Unfortunately, collecting and recording has not always been geographically evenly distributed which has lead to there being some gaps in the collection which may never be filled.
One-third of objects in the collection are decorative Spanish inlay artefacts from the Transdanubian Region of Hungary (Dunántúl), while another quarter originate from the area of the Great Hungarian Plain (Alföld). Pieces made of wood with metal inlay typically come from the region of Northern Hungary, with wooden milk containers from the ethnic Hungarian areas of Slovakia forming a separate unit. Objects from various areas in Transylvania were added to the collection in the early stages of its formation. In terms of the future, the aims of the museum include not only the continuation of fieldwork and collection efforts, but also extensive publication, including the requisite analysis and processing of existing material.
The Museum of Ethnography's Fishing Collection contains tools used in fishing in rural Hungary from the end of the 19th until the beginning of the 20th century. Both the concept behind the collection and the acquisition of its core material are associated with the publication of a monograph on fishing practices written by Ottó Herman in 1887.

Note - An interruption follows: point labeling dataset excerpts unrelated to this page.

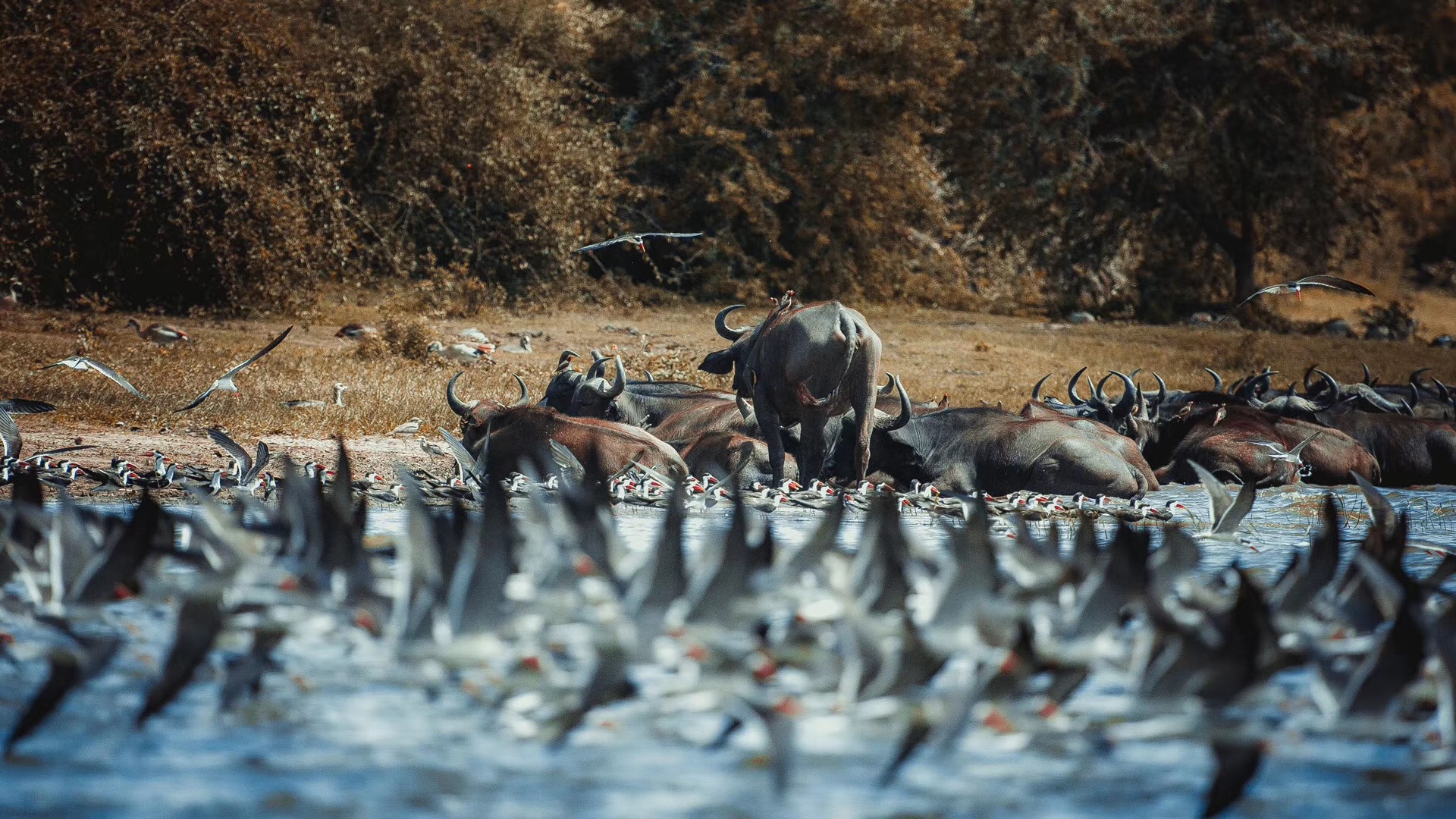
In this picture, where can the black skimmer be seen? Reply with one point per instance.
(226, 381)
(82, 363)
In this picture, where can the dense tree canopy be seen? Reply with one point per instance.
(1145, 155)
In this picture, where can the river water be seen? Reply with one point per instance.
(344, 733)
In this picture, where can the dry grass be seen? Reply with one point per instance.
(970, 356)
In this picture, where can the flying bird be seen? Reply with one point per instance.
(1331, 281)
(82, 363)
(637, 240)
(226, 382)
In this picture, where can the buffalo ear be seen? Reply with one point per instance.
(718, 363)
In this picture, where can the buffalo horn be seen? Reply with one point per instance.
(1036, 391)
(1218, 379)
(1125, 406)
(1072, 390)
(905, 406)
(721, 322)
(456, 406)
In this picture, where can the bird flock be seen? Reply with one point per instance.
(548, 617)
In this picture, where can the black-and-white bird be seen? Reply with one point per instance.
(1291, 457)
(637, 240)
(226, 381)
(249, 469)
(1331, 281)
(82, 363)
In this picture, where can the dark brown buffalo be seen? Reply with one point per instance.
(804, 363)
(723, 453)
(520, 433)
(1220, 439)
(717, 413)
(1123, 445)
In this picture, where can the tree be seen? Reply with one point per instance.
(1172, 124)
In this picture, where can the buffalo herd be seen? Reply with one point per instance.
(805, 404)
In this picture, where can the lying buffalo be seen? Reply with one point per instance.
(804, 363)
(1234, 442)
(999, 452)
(644, 404)
(519, 435)
(726, 453)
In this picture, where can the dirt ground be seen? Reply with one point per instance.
(971, 357)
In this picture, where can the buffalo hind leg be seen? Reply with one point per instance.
(772, 428)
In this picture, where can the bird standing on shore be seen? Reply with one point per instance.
(338, 401)
(226, 381)
(161, 334)
(635, 240)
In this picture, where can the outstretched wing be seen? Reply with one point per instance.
(112, 375)
(258, 354)
(1219, 500)
(200, 400)
(25, 407)
(237, 452)
(1335, 283)
(1237, 513)
(1256, 295)
(11, 436)
(1304, 444)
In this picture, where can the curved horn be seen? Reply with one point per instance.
(456, 406)
(721, 322)
(1072, 388)
(1036, 391)
(905, 406)
(1125, 406)
(1218, 379)
(618, 384)
(1440, 390)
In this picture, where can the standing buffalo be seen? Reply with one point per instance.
(804, 363)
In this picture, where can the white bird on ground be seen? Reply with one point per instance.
(462, 353)
(408, 428)
(82, 363)
(161, 334)
(226, 381)
(338, 401)
(637, 241)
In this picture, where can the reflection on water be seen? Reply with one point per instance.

Plans for the future of the collection include research of current fishing practices, particularly because of the recent discovery of fishing methods long thought to have fallen out of use in various areas of the country and especially around Lake Balaton. These methods include harpoon fishing, the use of castnets, and the production of elaborate fishing weirs, traps, and snares.
The Agriculture Collection was formed in 1960 as the result of efforts at systemisation begun in 1954. The museum acquired its first seven implements related to arable farming in 1885, though the majority of early additions were made in conjunction with the open-air ethnographical village created for the Millennial Celebrations in 1896. The 1,535 tools and farming implements purchased for the village by János Jankó, for example, included 138 items related specifically to arable farming.
Today, the collection comprises a total of 3,757 pieces, distributed proportionally among a number of themes. It includes examples of virtually every type of implement of significance to the subject of vine farming, though its geographical focus and variable quantities reflect the special interests of the professionals involved.
The collection boasts a particularly large number of items in several categories: 232 hoes and 103 hoe cleaning implements in the collection of hand tools for soil cultivation; 51 ploughs and 41 harrows in the category of implements pulled by animals; 204 reed cutting tools, 216 sickles, 36 scythes, and 147 whetstones under the heading of cutting implements; and in the category of grain processing tools, 62 flails, 149 wooden pitchforks, and 40 straw rakes. The collection also offers a variety of tools used in traditional viniculture, fruit production, corn growing, and tobacco farming.
Nearly all artefacts in the collection have been technically documented, analysed, and classified, with the latest guide book citing a total of 61 publications that have relied heavily on the museum's material.
The curator of the collection is György Máté.